I discovered something else about “healthy living”. It comes with a very particular emotional reward. When you are the person eating carefully, exercising regularly, waking up early to do the virtuous thing, a small feeling begins to appear.

You feel… slightly superior.

In an unobtrusive way. Nobody walks around announcing this. But somewhere inside your head there is a quiet little scoreboard. You notice other people’s breakfasts. You notice who orders dessert. You notice the people who say they’re too busy to exercise. I know, I’ve been on both sides of this table.

For a few months I carried around a mild, private smugness. I wasn’t preaching fitness. I wasn’t standing on tables shouting about quinoa and kale. But I did feel like I had cracked some code. I’d solved life. Which is a dangerous feeling, because life has a habit of immediately disproving it.

For a while I felt quite pleased with myself. Then something else started happening. My body became extremely intolerant to wheat and sugar. One day I went to a birthday party and had a slice of cake. Within minutes I felt sick and ended up throwing up. Standing there retching, holding the paper plate with half the cake still on it, I remember thinking this was not how I wanted to experience birthday cake. 

I didn’t want dessert to become a medical event. I didn’t want to read restaurant menus like they were legal documents. So I slowly loosened the rules until the system stopped running my life. For a while, that felt like a small victory.

But human beings are very good at replacing one form of discipline with another. A few years later I found myself chasing that feeling again. This time it wasn’t food. It was running. I decided I was going to train for a half marathon. Five kilometres every evening. Timing myself. Watching the numbers improve. Experiencing the small thrill of finishing a run a few seconds faster than the day before. I felt smug again. 

Then I went to Munich on a work trip. I had one day to myself on that trip. That enthusiastic day of sightseeing in -4 degree weather sent me back with a camera full of gorgeous photos and a toe that refused to bend. Intense pain woke me up whenever I slept. Four weeks of physiotherapy later, the toe recovered slightly. The half marathon did not. This is how the human body sometimes expresses its opinions.

For a while I was irrationally annoyed about it. I had been quite fond of those runs. They had become part of the identity I was quietly building for myself. And once you start noticing that quiet pride in healthy pursuits, you begin to see it everywhere.

But at what point does the pursuit of health quietly become another performance? Another place where we measure ourselves. Another invisible standard we’re trying to reach.

Eventually I realised something about healthy living. It is not just about discipline, as the gurus would have you believe.

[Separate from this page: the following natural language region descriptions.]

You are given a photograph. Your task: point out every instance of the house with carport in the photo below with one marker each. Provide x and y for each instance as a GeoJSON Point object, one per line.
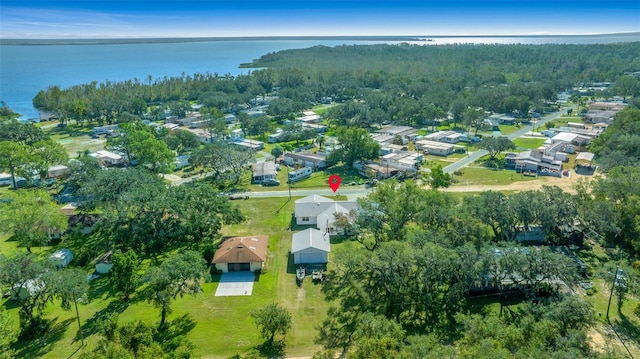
{"type": "Point", "coordinates": [321, 212]}
{"type": "Point", "coordinates": [241, 254]}
{"type": "Point", "coordinates": [310, 246]}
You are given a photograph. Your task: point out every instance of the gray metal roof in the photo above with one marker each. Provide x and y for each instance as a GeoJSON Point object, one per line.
{"type": "Point", "coordinates": [310, 238]}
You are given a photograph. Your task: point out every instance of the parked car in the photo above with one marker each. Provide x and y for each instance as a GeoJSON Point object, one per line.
{"type": "Point", "coordinates": [270, 182]}
{"type": "Point", "coordinates": [235, 196]}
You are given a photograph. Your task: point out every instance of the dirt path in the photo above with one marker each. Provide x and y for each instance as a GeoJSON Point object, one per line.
{"type": "Point", "coordinates": [566, 184]}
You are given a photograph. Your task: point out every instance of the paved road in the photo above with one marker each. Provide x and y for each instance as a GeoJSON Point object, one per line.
{"type": "Point", "coordinates": [474, 156]}
{"type": "Point", "coordinates": [351, 192]}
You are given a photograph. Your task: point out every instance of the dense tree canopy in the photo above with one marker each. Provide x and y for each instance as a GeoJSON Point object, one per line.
{"type": "Point", "coordinates": [619, 144]}
{"type": "Point", "coordinates": [355, 144]}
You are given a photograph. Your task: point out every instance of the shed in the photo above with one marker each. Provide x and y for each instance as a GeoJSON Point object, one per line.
{"type": "Point", "coordinates": [62, 257]}
{"type": "Point", "coordinates": [584, 157]}
{"type": "Point", "coordinates": [310, 246]}
{"type": "Point", "coordinates": [26, 289]}
{"type": "Point", "coordinates": [103, 263]}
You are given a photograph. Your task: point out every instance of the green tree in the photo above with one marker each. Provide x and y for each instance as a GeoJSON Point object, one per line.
{"type": "Point", "coordinates": [45, 154]}
{"type": "Point", "coordinates": [137, 142]}
{"type": "Point", "coordinates": [8, 335]}
{"type": "Point", "coordinates": [33, 284]}
{"type": "Point", "coordinates": [222, 160]}
{"type": "Point", "coordinates": [22, 133]}
{"type": "Point", "coordinates": [32, 217]}
{"type": "Point", "coordinates": [355, 144]}
{"type": "Point", "coordinates": [438, 178]}
{"type": "Point", "coordinates": [72, 287]}
{"type": "Point", "coordinates": [473, 117]}
{"type": "Point", "coordinates": [123, 276]}
{"type": "Point", "coordinates": [276, 152]}
{"type": "Point", "coordinates": [271, 320]}
{"type": "Point", "coordinates": [496, 145]}
{"type": "Point", "coordinates": [178, 275]}
{"type": "Point", "coordinates": [182, 141]}
{"type": "Point", "coordinates": [13, 157]}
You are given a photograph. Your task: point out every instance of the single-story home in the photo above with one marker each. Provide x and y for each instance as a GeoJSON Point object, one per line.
{"type": "Point", "coordinates": [182, 161]}
{"type": "Point", "coordinates": [316, 160]}
{"type": "Point", "coordinates": [5, 179]}
{"type": "Point", "coordinates": [434, 148]}
{"type": "Point", "coordinates": [320, 211]}
{"type": "Point", "coordinates": [532, 234]}
{"type": "Point", "coordinates": [310, 246]}
{"type": "Point", "coordinates": [446, 136]}
{"type": "Point", "coordinates": [405, 160]}
{"type": "Point", "coordinates": [26, 288]}
{"type": "Point", "coordinates": [57, 171]}
{"type": "Point", "coordinates": [62, 257]}
{"type": "Point", "coordinates": [108, 158]}
{"type": "Point", "coordinates": [241, 254]}
{"type": "Point", "coordinates": [405, 132]}
{"type": "Point", "coordinates": [254, 145]}
{"type": "Point", "coordinates": [263, 171]}
{"type": "Point", "coordinates": [103, 263]}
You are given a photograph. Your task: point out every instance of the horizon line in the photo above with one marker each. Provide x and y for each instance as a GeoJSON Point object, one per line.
{"type": "Point", "coordinates": [34, 40]}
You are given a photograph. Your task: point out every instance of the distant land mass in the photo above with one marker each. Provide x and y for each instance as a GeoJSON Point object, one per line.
{"type": "Point", "coordinates": [112, 41]}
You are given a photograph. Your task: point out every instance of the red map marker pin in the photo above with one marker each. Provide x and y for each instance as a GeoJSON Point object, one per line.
{"type": "Point", "coordinates": [334, 182]}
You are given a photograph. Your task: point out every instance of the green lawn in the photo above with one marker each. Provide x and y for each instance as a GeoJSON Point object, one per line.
{"type": "Point", "coordinates": [221, 325]}
{"type": "Point", "coordinates": [78, 144]}
{"type": "Point", "coordinates": [319, 179]}
{"type": "Point", "coordinates": [528, 143]}
{"type": "Point", "coordinates": [508, 129]}
{"type": "Point", "coordinates": [485, 176]}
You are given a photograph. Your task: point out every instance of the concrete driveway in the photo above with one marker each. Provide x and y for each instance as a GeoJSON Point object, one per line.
{"type": "Point", "coordinates": [235, 284]}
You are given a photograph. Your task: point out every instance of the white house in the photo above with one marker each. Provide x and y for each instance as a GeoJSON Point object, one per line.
{"type": "Point", "coordinates": [316, 160]}
{"type": "Point", "coordinates": [103, 263]}
{"type": "Point", "coordinates": [61, 257]}
{"type": "Point", "coordinates": [310, 246]}
{"type": "Point", "coordinates": [263, 171]}
{"type": "Point", "coordinates": [108, 158]}
{"type": "Point", "coordinates": [57, 171]}
{"type": "Point", "coordinates": [320, 211]}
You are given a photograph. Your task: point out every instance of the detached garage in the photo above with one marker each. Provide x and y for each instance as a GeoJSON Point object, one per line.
{"type": "Point", "coordinates": [310, 246]}
{"type": "Point", "coordinates": [241, 254]}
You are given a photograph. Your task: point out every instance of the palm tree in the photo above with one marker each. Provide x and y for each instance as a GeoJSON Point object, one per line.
{"type": "Point", "coordinates": [320, 141]}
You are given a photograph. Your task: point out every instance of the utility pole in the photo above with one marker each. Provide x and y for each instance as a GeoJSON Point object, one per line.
{"type": "Point", "coordinates": [289, 182]}
{"type": "Point", "coordinates": [615, 281]}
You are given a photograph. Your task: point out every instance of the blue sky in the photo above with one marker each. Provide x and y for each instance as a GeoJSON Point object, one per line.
{"type": "Point", "coordinates": [229, 18]}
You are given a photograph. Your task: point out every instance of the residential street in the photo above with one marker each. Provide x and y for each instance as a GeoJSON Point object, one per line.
{"type": "Point", "coordinates": [360, 191]}
{"type": "Point", "coordinates": [474, 156]}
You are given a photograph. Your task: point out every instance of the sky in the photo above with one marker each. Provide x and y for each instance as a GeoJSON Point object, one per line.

It works best when it fits inside the life you already have. Not the life you might have if you owned a sauna.

For me the answer has now become simpler. Food that is mostly healthy but still enjoyable. Movement that fits naturally into the day. Activities that can include the people you live with. I’ll take an evening walk with my husband over a 30 minute run on the treadmill any day. The walk helps with mental health too. We talk. We discuss the weather. We marvel at the lush greenery that exists around us, in the middle of a desert. Sometimes we walk far enough to justify the post-dinner ice cream.

None of it looks very impressive on a fitness tracker. But it feels like the sort of healthy life that ordinary people are actually able to live. Which may not look like discipline on television. But it does look a lot like real life. Trackers are useful. They motivate. They reveal patterns. But for me, they work best as indicators. Not dashboards that begin to run your life.

The man in that series may well be one of the healthiest people in the world. His life allows him to organise his day around that pursuit. I keep thinking about the woman who said she would probably live like that too if she had his money and his time. For many of us, health is something we keep adjusting quietly so it can coexist with everything else that makes up an ordinary day.